Be Prepared When You Go in For a Starter 

Be Prepared When You Go in For a Starter

Ever Been on a Team That Lost its Star Player?

Imagine how hard it was for the athlete who needed to fill in for that player.

Whether it is for a game or the season, filling in for the top player on your team is a formidable task.

Players rely heavily on their star teammates. They look to those elite players for leadership and often defer to them late in games. Sometimes, star players are viewed as irreplaceable.

When you are the one who competes in a star player’s absence, high expectations and pressure can weigh you down. 

You believe you need to BE the player you are replacing. You feel your teammates are relying on you to lead and carry the team on your back.

When you try to be someone you are not, you are more likely to make uncharacteristic mistakes at critical moments in competitions.

However, you are on the team for a reason, and that is because of your skill set. You have to focus on being yourself. It is crucial for you to know your role and how you will approach performing that role to the best of your abilities.

The New York Jets selected quarterback Zach Wilson, who found himself having to substitute for one of the best players in the league, not an easy task for a player who under performed in his first two years in the NFL. 

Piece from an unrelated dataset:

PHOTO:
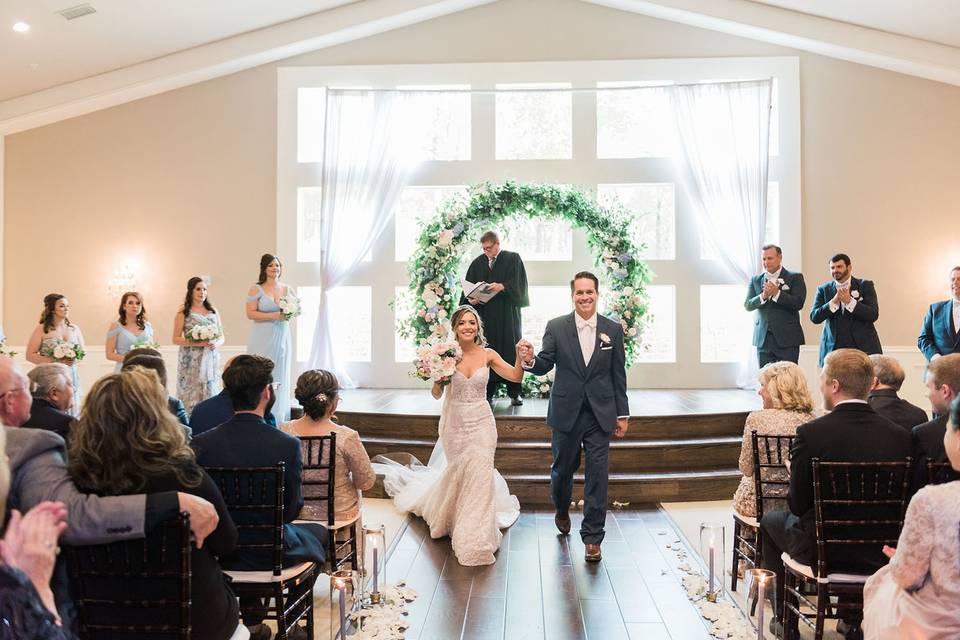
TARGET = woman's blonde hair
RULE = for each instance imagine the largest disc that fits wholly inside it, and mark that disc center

Wilson, the second overall pick in 2021, completed only 55 percent of his passes with 15 touchdowns to 18 interceptions in his two years as a starter.

Due to Wilson’s lack of production, the Jets traded for four-time MVP Aaron Rodgers to lead the team to a potential Super Bowl. After Rodgers tore his Achilles tendon in the first game of the season, Wilson returned to being the starter.

Though Wilson is aware of the high expectations, he has simplified his approach to the game.

WILSON: “I think it’s going out there, taking it one play at a time, trusting in my footwork, trusting in what the coaches have been talking about, and we’ll go from there.”

Wilson also understands that he will make some mistakes like every athlete, but poise and refocusing will be the keys to managing pressure in the spotlight.

WILSON: “You have to be able to say, ‘OK, I made a mistake, now what?’ I have to move on, and the team’s relying on me to do my part. For me, I know what I’m capable of, and I feel like I have the belief of the guys in this locker room, so how can we go out there every single day and piece it together one by one?”

To be your best, ask yourself, “What do I bring to the table?” “What can I do to help my team be successful?” Focusing on your game will help you lessen the weight of expectations and pressure.

Knowing who you are as an athlete is crucial when substituting for a star teammate. 

When competing, you should not think about trying to be the athlete you are replacing. You must play to YOUR strengths to be on top of YOUR game.

Always practice like a starter so when you get your chance you’ll be ready to take over.